I took 2 recipes and combined them with a slight change of my own. They are both from Cook's Illustrated.
Pie Dough:
INGREDIENTS
2 1/2cups unbleached all-purpose flour (12 1/2 ounces)
1teaspoon table salt
2tablespoons sugar
12tablespoons cold unsalted butter (1 1/2 sticks), cut into 1/4-inch slices
1/2cup chilled solid vegetable shortening , cut into 4 pieces
1/4cup vodka , cold
1/4cup cold water
INSTRUCTIONS
1. Process 1 1/2 cups flour, salt, and sugar in food processor until combined, about 2 one-second pulses.
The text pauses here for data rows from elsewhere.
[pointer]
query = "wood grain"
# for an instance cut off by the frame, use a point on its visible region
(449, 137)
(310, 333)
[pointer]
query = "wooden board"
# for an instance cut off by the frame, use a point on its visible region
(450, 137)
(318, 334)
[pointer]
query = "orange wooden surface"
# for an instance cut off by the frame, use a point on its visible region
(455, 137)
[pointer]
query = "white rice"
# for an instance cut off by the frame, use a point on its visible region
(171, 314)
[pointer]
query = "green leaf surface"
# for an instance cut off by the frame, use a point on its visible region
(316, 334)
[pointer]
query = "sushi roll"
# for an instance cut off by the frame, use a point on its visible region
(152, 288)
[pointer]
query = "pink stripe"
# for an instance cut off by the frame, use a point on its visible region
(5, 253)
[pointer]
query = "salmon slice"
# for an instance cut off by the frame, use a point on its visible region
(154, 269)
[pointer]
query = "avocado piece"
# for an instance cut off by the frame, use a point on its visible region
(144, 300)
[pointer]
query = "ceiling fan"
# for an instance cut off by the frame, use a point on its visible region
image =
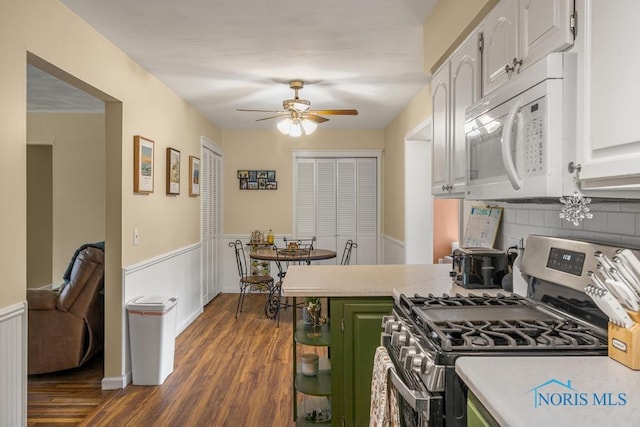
(297, 113)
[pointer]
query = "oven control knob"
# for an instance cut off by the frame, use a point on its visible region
(427, 365)
(415, 363)
(391, 327)
(406, 351)
(386, 319)
(400, 339)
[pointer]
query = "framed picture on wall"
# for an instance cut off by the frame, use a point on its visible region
(143, 167)
(173, 171)
(194, 176)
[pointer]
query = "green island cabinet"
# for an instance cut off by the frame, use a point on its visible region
(356, 324)
(315, 390)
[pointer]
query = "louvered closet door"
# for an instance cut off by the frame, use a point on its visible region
(336, 200)
(366, 212)
(347, 217)
(211, 208)
(326, 205)
(217, 224)
(305, 198)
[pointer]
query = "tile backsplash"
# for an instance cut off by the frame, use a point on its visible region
(616, 223)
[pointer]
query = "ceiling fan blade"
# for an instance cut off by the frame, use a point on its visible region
(335, 112)
(316, 118)
(273, 117)
(262, 111)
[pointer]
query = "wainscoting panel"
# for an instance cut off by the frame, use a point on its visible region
(392, 250)
(13, 365)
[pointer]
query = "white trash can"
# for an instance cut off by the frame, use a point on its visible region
(152, 336)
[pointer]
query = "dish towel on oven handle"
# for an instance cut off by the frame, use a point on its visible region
(384, 397)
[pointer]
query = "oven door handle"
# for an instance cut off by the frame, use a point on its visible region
(419, 401)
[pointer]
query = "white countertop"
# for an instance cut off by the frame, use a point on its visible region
(602, 391)
(370, 280)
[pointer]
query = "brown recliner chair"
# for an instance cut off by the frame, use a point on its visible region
(66, 327)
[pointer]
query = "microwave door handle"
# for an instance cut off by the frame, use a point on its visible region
(506, 143)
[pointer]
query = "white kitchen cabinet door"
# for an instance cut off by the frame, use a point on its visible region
(441, 125)
(465, 90)
(500, 39)
(545, 26)
(608, 134)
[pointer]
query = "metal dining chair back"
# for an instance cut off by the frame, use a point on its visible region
(346, 254)
(247, 280)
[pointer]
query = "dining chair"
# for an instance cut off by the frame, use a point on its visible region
(251, 282)
(284, 258)
(346, 254)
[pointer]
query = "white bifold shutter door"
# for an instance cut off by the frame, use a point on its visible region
(326, 205)
(366, 216)
(211, 209)
(305, 215)
(336, 200)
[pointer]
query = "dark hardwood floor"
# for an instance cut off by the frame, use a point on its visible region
(227, 372)
(66, 398)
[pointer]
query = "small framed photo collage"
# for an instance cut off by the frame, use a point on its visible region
(257, 180)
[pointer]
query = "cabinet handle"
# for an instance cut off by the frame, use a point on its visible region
(517, 63)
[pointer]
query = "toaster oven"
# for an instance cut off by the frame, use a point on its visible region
(477, 268)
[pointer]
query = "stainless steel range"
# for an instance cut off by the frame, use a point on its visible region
(426, 334)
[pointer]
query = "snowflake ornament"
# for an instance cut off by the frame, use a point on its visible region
(575, 208)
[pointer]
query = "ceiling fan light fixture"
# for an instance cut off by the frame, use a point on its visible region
(295, 130)
(285, 125)
(309, 126)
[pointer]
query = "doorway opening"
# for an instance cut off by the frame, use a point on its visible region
(74, 144)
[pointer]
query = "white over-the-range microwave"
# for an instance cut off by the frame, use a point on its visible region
(521, 137)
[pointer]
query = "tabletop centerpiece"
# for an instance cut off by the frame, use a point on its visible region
(312, 315)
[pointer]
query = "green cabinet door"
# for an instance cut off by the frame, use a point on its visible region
(356, 324)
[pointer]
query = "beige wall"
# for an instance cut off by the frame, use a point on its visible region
(54, 39)
(39, 215)
(416, 113)
(78, 214)
(447, 26)
(247, 210)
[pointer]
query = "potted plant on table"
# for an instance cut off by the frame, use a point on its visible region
(312, 314)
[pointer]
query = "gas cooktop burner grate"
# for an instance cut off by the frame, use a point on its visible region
(539, 335)
(468, 300)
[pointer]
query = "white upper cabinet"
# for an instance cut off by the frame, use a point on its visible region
(545, 26)
(518, 33)
(441, 98)
(608, 148)
(500, 45)
(454, 87)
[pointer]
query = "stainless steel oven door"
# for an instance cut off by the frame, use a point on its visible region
(415, 407)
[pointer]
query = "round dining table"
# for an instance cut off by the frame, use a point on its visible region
(269, 254)
(280, 256)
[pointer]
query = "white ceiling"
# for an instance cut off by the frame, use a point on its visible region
(221, 55)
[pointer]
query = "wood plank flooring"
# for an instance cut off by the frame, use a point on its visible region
(65, 398)
(227, 372)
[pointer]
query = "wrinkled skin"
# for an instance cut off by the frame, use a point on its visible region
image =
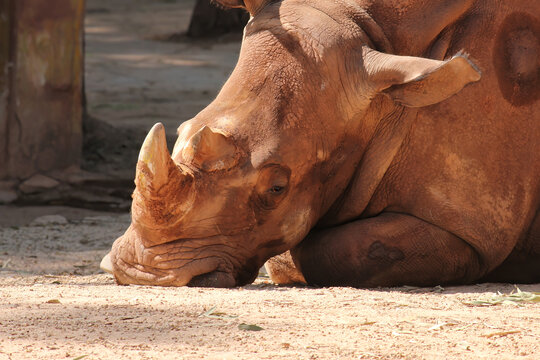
(351, 134)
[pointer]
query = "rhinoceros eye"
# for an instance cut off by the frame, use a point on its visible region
(272, 186)
(276, 189)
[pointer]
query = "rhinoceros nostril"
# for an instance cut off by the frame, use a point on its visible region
(215, 278)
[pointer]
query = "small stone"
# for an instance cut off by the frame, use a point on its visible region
(38, 183)
(49, 220)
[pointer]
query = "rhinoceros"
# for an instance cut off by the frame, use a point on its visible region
(354, 144)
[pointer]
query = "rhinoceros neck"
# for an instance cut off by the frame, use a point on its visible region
(412, 26)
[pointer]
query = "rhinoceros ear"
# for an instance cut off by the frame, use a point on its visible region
(253, 6)
(210, 150)
(414, 81)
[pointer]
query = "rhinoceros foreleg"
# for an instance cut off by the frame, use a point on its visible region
(388, 250)
(282, 270)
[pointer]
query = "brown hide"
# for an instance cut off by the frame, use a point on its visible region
(343, 136)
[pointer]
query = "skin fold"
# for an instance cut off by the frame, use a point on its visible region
(356, 143)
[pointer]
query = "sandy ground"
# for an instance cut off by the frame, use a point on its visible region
(55, 303)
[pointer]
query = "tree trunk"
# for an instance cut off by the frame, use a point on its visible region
(208, 20)
(41, 73)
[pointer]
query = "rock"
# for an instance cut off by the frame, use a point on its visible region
(38, 183)
(7, 196)
(49, 220)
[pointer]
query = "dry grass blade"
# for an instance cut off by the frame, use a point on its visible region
(514, 298)
(501, 333)
(249, 327)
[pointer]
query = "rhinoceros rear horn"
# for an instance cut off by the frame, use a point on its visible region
(415, 81)
(210, 150)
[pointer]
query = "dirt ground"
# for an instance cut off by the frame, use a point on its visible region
(55, 303)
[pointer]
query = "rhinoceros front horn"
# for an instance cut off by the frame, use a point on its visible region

Add butter and shortening and process until homogenous dough just starts to collect in uneven clumps, about 15 seconds (dough will resemble cottage cheese curds and there should be no uncoated flour). Scrape bowl with rubber spatula and redistribute dough evenly around processor blade. Add remaining cup flour and pulse until mixture is evenly distributed around bowl and mass of dough has been broken up, 4 to 6 quick pulses. Empty mixture into medium bowl.
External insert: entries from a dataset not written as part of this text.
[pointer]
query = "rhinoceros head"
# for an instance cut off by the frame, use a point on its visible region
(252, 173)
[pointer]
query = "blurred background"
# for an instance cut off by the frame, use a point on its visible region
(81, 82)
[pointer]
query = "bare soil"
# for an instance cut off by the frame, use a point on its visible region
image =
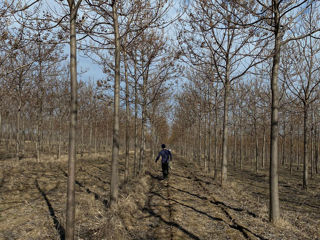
(189, 204)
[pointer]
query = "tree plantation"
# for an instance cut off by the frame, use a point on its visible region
(90, 90)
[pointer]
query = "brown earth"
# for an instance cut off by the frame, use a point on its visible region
(188, 205)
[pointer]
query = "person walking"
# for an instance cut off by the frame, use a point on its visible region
(166, 156)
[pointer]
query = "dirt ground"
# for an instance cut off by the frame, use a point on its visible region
(187, 205)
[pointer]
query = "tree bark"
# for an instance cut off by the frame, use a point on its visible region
(116, 139)
(126, 173)
(70, 216)
(274, 208)
(135, 120)
(305, 146)
(224, 161)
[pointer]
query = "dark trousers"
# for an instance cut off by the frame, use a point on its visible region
(165, 169)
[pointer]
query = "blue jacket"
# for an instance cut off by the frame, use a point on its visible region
(165, 156)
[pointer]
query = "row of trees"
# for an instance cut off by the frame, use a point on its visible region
(124, 39)
(233, 42)
(226, 51)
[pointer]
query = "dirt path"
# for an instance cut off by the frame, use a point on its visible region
(187, 205)
(190, 205)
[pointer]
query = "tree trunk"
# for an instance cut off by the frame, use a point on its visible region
(126, 173)
(274, 208)
(216, 142)
(224, 161)
(135, 120)
(59, 141)
(291, 148)
(305, 146)
(264, 148)
(241, 142)
(116, 140)
(256, 149)
(18, 143)
(70, 215)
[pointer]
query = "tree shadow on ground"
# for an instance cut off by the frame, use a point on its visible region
(96, 195)
(55, 220)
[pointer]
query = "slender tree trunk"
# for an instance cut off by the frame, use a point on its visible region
(305, 146)
(59, 141)
(216, 142)
(224, 161)
(199, 139)
(90, 136)
(70, 216)
(18, 140)
(116, 139)
(264, 148)
(126, 174)
(317, 149)
(135, 120)
(1, 132)
(241, 141)
(95, 138)
(256, 149)
(209, 141)
(291, 147)
(274, 208)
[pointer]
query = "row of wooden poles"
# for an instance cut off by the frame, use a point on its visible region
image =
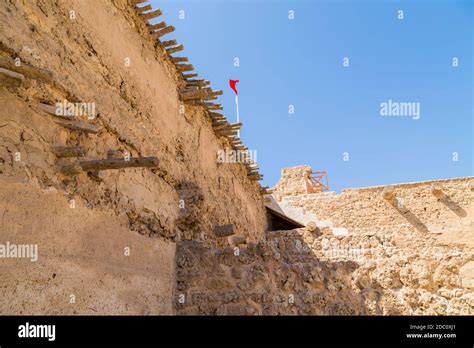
(196, 91)
(13, 75)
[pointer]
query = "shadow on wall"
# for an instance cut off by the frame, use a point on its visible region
(407, 214)
(453, 206)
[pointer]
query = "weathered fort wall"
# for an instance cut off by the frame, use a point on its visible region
(415, 257)
(415, 207)
(140, 241)
(84, 225)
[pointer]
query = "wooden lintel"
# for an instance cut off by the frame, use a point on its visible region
(184, 67)
(174, 49)
(212, 106)
(164, 31)
(157, 26)
(190, 76)
(196, 94)
(223, 230)
(143, 8)
(69, 151)
(10, 78)
(26, 70)
(179, 59)
(151, 14)
(119, 163)
(168, 43)
(79, 126)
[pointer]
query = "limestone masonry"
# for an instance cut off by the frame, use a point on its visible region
(138, 236)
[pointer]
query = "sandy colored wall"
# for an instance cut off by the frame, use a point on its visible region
(415, 258)
(365, 209)
(139, 111)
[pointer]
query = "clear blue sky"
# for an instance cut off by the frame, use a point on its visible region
(337, 109)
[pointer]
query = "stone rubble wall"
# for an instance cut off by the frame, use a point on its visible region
(302, 273)
(410, 256)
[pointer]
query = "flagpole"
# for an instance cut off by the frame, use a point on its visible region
(238, 116)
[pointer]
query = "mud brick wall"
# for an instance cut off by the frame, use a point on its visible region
(100, 52)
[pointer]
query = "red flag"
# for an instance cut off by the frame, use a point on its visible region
(232, 84)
2. Sprinkle vodka and water over mixture. With rubber spatula, use folding motion to mix, pressing down on dough until dough is slightly tacky and sticks together. Divide dough into two even balls and flatten each into 4-inch disk. Wrap each in plastic wrap and refrigerate at least 45 minutes or up to 2 days.
Pie Filling:
INGREDIENTS
6cups peaches (about 3 pounds), peeled, pitted, and sliced
1/2cup granulated sugar
1/2cup light brown sugar
1 small lemon , zested to yield 1 teaspoon zest and juiced to yield 2 teaspoons juice
1/4teaspoon ground allspice
1/4teaspoon ground nutmeg
1tablespoon minced crystallized ginger
1/4teaspoon table salt
3-4tablespoons quick-cooking tapioca
2tablespoons unsalted butter , cut into small pieces
INSTRUCTIONS
1. Heat oven to 400 degrees. Toss fruit with sugars, lemon juice and zest, spices, ginger, and tapioca; let stand for 15 minutes.
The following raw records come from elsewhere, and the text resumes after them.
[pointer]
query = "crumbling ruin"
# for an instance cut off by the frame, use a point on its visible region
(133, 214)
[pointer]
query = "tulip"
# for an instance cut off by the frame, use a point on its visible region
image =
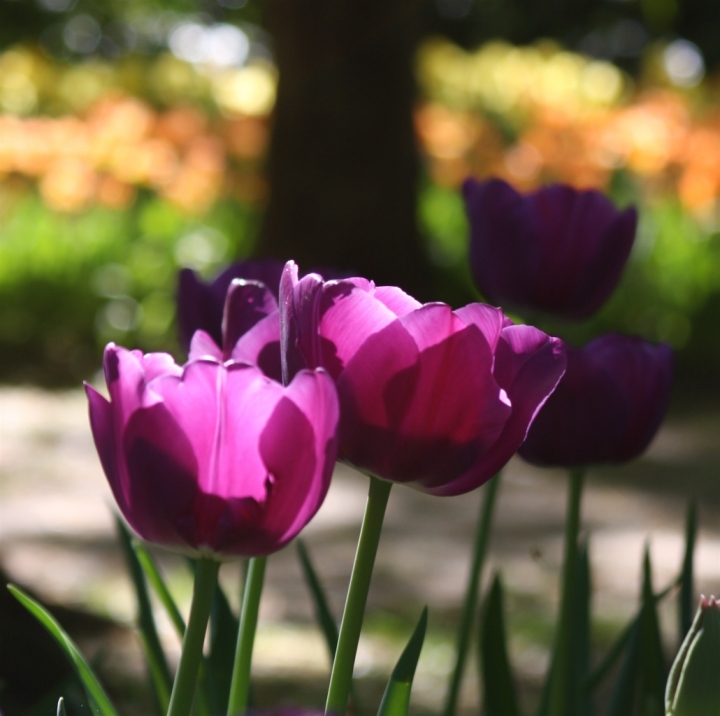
(608, 406)
(436, 398)
(693, 688)
(200, 304)
(213, 459)
(557, 250)
(250, 329)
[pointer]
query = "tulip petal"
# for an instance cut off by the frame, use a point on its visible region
(396, 300)
(528, 365)
(260, 346)
(160, 486)
(103, 430)
(413, 417)
(203, 346)
(350, 315)
(246, 304)
(488, 319)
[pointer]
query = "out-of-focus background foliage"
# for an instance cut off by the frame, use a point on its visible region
(134, 138)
2. Roll larger dough disk on lightly floured surface into 12-inch circle, about 1/8-inch thick. Transfer and fit dough into 9-inch Pyrex pie pan, leaving dough that overhangs the lip in place. Turn fruit mixture, including juices, into pie shell. Scatter butter pieces over fruit. Refrigerate until ready to top with remaining dough.
3. Roll smaller disk on lightly floured surface into 10-inch circle. Lay over fruit. Trim top and bottom dough edges to 1/2-inch beyond pan lip. Tuck this rim of dough underneath itself so that folded edge is flush with pan lip. Flute dough in your own fashion, or press with fork tines to seal. Cut four slits at right angles on dough top to allow steam to escape. If pie dough is very soft, place in freezer for 10 minutes before baking.
4. Place pie on baking sheet; bake until top crust is golden, 20 to 25 minutes. Reduce oven temperature to 350 degrees and continue to bake until juices bubble and crust is golden brown, 30 to 40 minutes longer.
5. Transfer pie to wire rack; let cool to almost room temperature so juices have time to thicken, from 1 to 2 hours.